Atribuir notas está-se a tornar cada vez mais uma tarefa ingrata para com as obras que tenho lido. Quando acabei de ler “Filha de Sangue” não sabia que nota dar. Após várias opiniões favoráveis decidi dar uma chance ao livro e até meio a história desiludiu-me.

Inicialmente a história parece levar-nos por um livro dominado por mulheres, onde podemos, por momentos, pensar que se tratará de uma utopia feminista, onde as mulheres lideram os homens, no entanto quando mais se lê só existe uma palavra que define quase todas as mulheres adultas “cabras” (em inglês seria “bitches”) . A maioria das mulheres são pessoas horríveis, que conseguem dominar os homens a partir do seu “anel de obediência” que está atado ao orgão genital, o que mudou de repente a visão do mundo de utopia a distopia. Este primeiro volume parece-se com uma espécie de preliminares, que simplesmente lucra através de possíveis ameaças, que o leitor por vezes falha em compreender.

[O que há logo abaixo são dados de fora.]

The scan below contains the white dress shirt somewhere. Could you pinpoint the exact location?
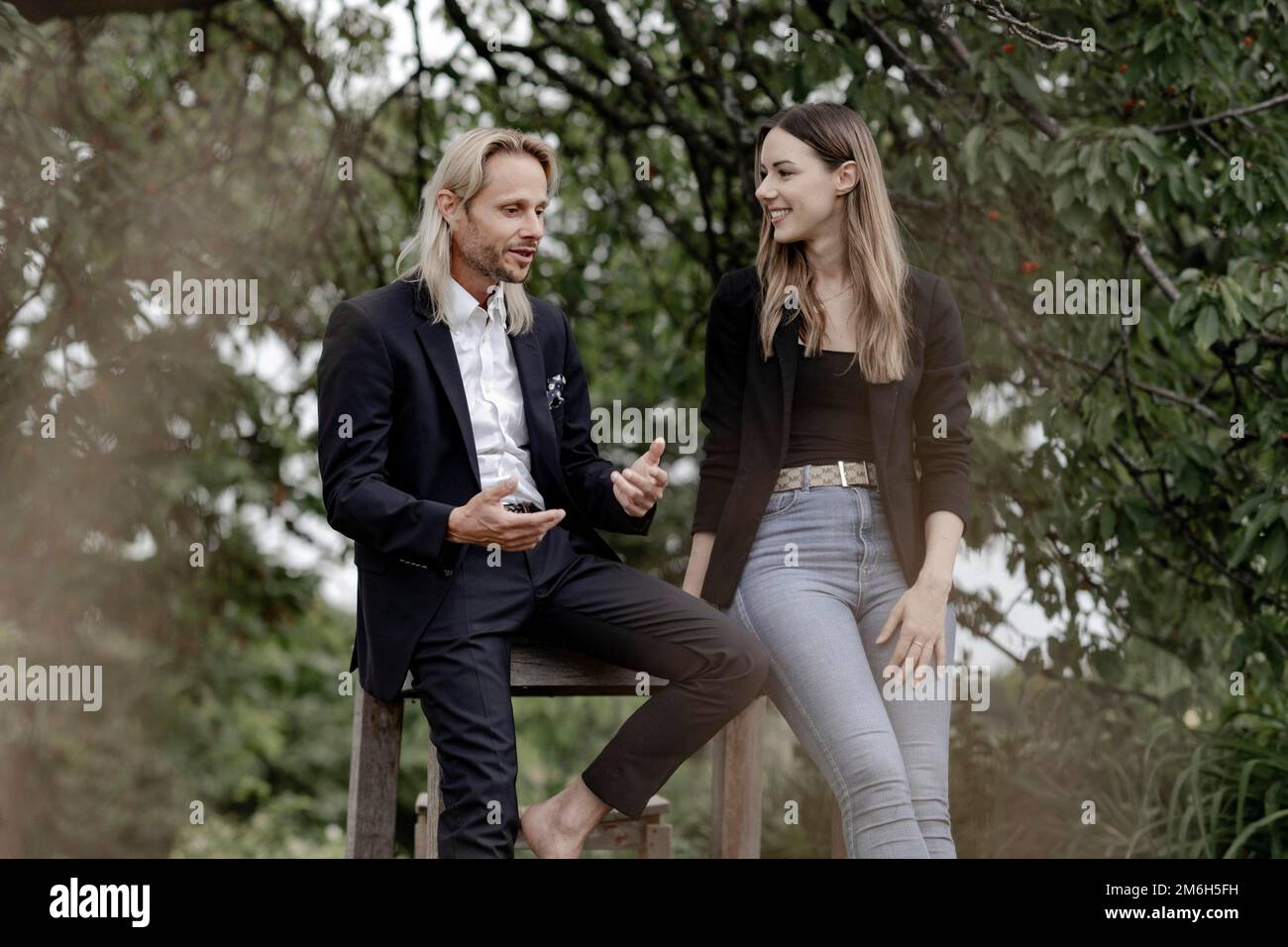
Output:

Sem as descrições fornecidas pela autora, as personagens parecem por vezes ocas nos seus discursos. Daemon é poderoso, terrível, contudo as suas acções para com Janelle são sempre as mais amáveis e nem de longe se parece com alguém temível. Em certos aspectos lembra Heathcliff de “Wuthering Heights” sem a mestria de Emily Brontë. Os temas são sem duvida o ponto forte: pedofilia, perda da virgindade, a autora consegue desenvolver temas relacionados com o sexo de uma forma agradável, por vezes sem pensar nas consequências que terá Daemon beijar na boca uma rapariga de doze anos.

Um livro com altos e baixos, mas que deixa uma premissa boa para um segundo volume, que será adquirido através dos livros de bolso 11x17.